Measurement of the model

In Fig. 2 below, the SEM diagram represents the relationships between several key factors related to AI’s impact on accounting. It shows how demographics, AI awareness and usage, and AI engagement contribute to the impact of AI on accounting outcomes such as efficiency, accuracy, and costs. Path coefficients (like 0.559) indicate the strength of these relationships, with arrows showing the direction of influence. The central latent variable, AI Impact on Accounting, is influenced by factors like AI engagement and demographics, highlighting how various elements work together to affect accounting processes. The model helps visualize how these factors interconnect to shape the overall effect of AI in the accounting field.
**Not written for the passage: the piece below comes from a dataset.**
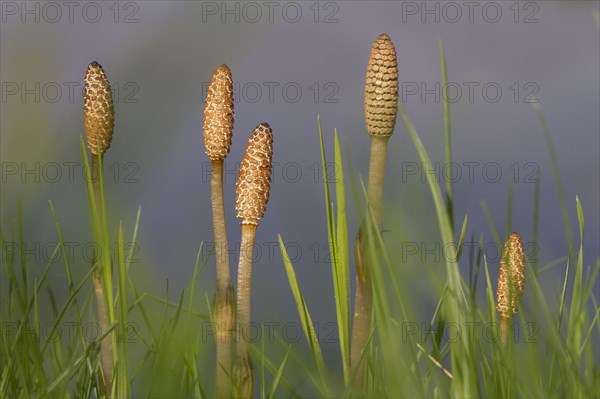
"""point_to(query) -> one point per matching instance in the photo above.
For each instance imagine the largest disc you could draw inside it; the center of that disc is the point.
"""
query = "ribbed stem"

Convergent validity analysis

Based on Table 3, which shows the AVE and CR values for each construct, the AVE values for all constructs are 1.0, but it makes sense because all convergent validity refers to the extent to which each construct accounts for the variance of its indicators, and in this case, they all account for 100% of the variance. The CR values varied between 0.882 and 0.995, which also indicates its high performance, where the minimum CR must be 0.7. This indicates that all the constructs have good-to-excellent internal consistency reliability, as depicted below. More specifically, CR values that indicated superb reliability were above 0.99 for the financial transaction processes, preparation for change, and accounting efficiency/accuracy/cost factors. – Among all the constructs, the lowest CR value was found in the AI Usage construct with a value of 0.882; however, it is relatively reliable, with values above the standard cut-off. In summary, both AVE and CR values reveal that the measurement model demonstrates high levels of convergent validity and internal consistency. The constructs are dependable and have validity with reference to their conceived ideas.

Discriminant validity analysis

Fornell, Larcker (1981)

The square root of the AVE for each construct in Table 4 is greater than the correlations with the other constructs, indicating good discriminant validity.

Table 5 results show that the items generally load higher on their respective constructs than on others, indicating good discriminant validity.

Correlation analysis

Table 6 shows that several multiple variables are evidently related in the given dataset. Looking at the correlation between age and experience it is apparent that the relationship between them is at 0.804 which can be regarded as rather high This means that the older people are, the more work experience they are expected to possess. Gender and AI usage are also closely related with a correlation value of 0.837, which implies a moderate level of relationship between the two. The results of correlation analysis show that there is a negative correlation between AI degree and repetitive AI control (−0.702); It indicates that greater application of AI is likely to mean that it is used less repetitively, possibly because it is used more effectively. Thus, perceived opportunities and constraints of AI (0.705) appear to have a positive linear relationship, meaning that as people’s perception of the opportunities created by AI expands, so does their estimate of the constraints. The perceived effectiveness and accuracy of AI are positively related to encouragement for analysis as well as usage in accounts (0.773, 0.719 respectively) suggesting that efficient AI tools encourage more analytical initiatives and gateways into proceedings in accounts. Respondents that were encouraged to understand the financials of a business were more inclined to be encouraged to perform an analysis as well as utilize AI in accounts hence the correlation coefficient of 0.733 for this statement and 0.754 for this statement. Also, trust in AI is strongly correlated with accounts’ AI usage (r = 0.826), which confirms the hypothesis that increased AI trust results in increased AI integration in accounts.